The van pulled into the garage. Guillermo killed the engine but didn't move to get out.

"You're good at this," he said finally. "Whatever this is. Reading rooms. Making yourself useful. Fitting in."

"Thank you?"

"It wasn't a compliment." He turned to face me. "I've seen people like you before. You slide into a situation, make everyone dependent on you, and then you use that dependency for whatever you really want."

"And what do I really want?"

"That's what I'm trying to figure out."

He got out of the van. Grabbed the cooler. Walked toward the house without looking back.

I sat in the passenger seat and watched him go.

He's not wrong. He's completely wrong about my goals, but he's not wrong about my methods.

I am making them dependent on me. The system rewards it. The survival calculus demands it.

But he thinks it's a betrayal waiting to happen. And maybe it is.

[+6 VEP: Internal Conflict]

I returned to my supply closet at 3 AM.

The cot creaked. The bare bulb flickered. Marcus Webb's photograph stared at me from the closet door.

I checked the VEP counter. 78 out of 100. Down from this morning, thanks to the conflict penalty. The system had wanted drama, and I'd refused to provide it.

Was that a mistake? Am I supposed to fight with Guillermo? Generate friction for the audience's entertainment?

The system couldn't force me to do anything. It could only reward and punish. Offer incentives and create consequences.

But it was always watching. Always tracking. Always calculating my performance.

[EPISODE 2 COMPLETE]

The notification appeared without warning. A progress marker I hadn't expected.

[Episode Rating: 5.2/10]

[Audience Feedback: Promising character dynamics. Relationship development adequate. Conflict avoidance in key scene noted negatively. Recommend: more friction, less accommodation.]

[Reward: +1 Stat Point. Overflow VEP: 0.]

Five out of ten. A mediocre rating for a mediocre performance.

Needs more conflict.

I lay on my cot and stared at the ceiling.

The system wanted me to fight. The audience wanted drama. The entire architecture of my new existence was designed to push me toward friction, confrontation, entertainment.

And I'd just spent an entire episode proving that I could cooperate. That I could step back. That I could build something instead of burn it.
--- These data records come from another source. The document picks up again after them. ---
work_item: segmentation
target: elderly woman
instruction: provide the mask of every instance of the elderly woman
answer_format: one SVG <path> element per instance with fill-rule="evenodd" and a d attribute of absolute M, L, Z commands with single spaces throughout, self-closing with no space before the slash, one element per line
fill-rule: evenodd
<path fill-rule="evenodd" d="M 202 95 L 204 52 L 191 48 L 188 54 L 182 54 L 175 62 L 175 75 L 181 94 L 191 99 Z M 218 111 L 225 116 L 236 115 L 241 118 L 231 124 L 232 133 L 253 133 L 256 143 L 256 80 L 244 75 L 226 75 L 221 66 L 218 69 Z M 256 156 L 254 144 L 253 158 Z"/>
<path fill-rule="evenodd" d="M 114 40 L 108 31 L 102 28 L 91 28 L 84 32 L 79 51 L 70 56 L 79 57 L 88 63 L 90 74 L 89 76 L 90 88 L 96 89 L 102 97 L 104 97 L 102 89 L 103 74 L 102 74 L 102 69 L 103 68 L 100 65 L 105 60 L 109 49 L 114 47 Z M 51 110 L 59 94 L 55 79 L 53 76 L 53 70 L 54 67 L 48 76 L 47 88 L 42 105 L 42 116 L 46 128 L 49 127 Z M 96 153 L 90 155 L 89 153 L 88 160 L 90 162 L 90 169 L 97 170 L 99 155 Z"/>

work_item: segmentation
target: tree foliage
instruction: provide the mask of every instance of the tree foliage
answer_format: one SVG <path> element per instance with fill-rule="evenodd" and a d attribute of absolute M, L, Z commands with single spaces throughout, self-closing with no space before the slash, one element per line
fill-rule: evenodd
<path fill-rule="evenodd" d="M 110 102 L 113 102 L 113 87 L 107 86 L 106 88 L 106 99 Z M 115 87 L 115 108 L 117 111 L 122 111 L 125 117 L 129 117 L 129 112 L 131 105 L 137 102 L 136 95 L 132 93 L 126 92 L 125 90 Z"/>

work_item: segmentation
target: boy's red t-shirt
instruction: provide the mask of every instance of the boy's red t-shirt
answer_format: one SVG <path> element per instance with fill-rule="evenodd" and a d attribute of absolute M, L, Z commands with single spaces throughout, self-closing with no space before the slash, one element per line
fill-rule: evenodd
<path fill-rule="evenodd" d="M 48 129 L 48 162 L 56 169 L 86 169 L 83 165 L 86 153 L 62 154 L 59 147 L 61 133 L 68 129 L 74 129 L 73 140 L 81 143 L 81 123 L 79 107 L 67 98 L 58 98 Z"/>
The system thinks that's boring. But I'm not here to be entertaining.

I'm here to survive.

And surviving means building alliances, not burning them for content.

[+4 VEP: Confessional Moment]

I closed my eyes.

Somewhere down the hall, Guillermo was probably in his own room, facing his own wall, processing his own version of the night's events. We'd learned something about each other. Competence recognizing competence. Neither of us willing to trust the other yet.

But neither of us willing to destroy the other, either.

That had to count for something. Even if the system didn't agree.

The house settled into its pre-dawn quiet. The vampires retreated to their coffins. The darkness deepened.

And in my peripheral vision, the rating still glowed: 5.2 out of 10.

Needs more conflict.

Maybe it did. But not tonight.

Tonight, I'd made a different choice. Let the system measure that however it wanted.

"Note to self," I said to the invisible camera. "You can't optimize everything. Some things you have to build slow."

[+4 VEP: Character Development Insight]

The VEP counter ticked up to 86. Then settled.

I was still in the game. Still accumulating. Still building toward whatever came next.

But for the first time since I'd arrived, I'd told the system no. I'd chosen cooperation over conflict. Alliance over drama.

The audience might be disappointed.

But Marcus Webb was watching from his photograph on the door. And I thought — maybe — he would have understood.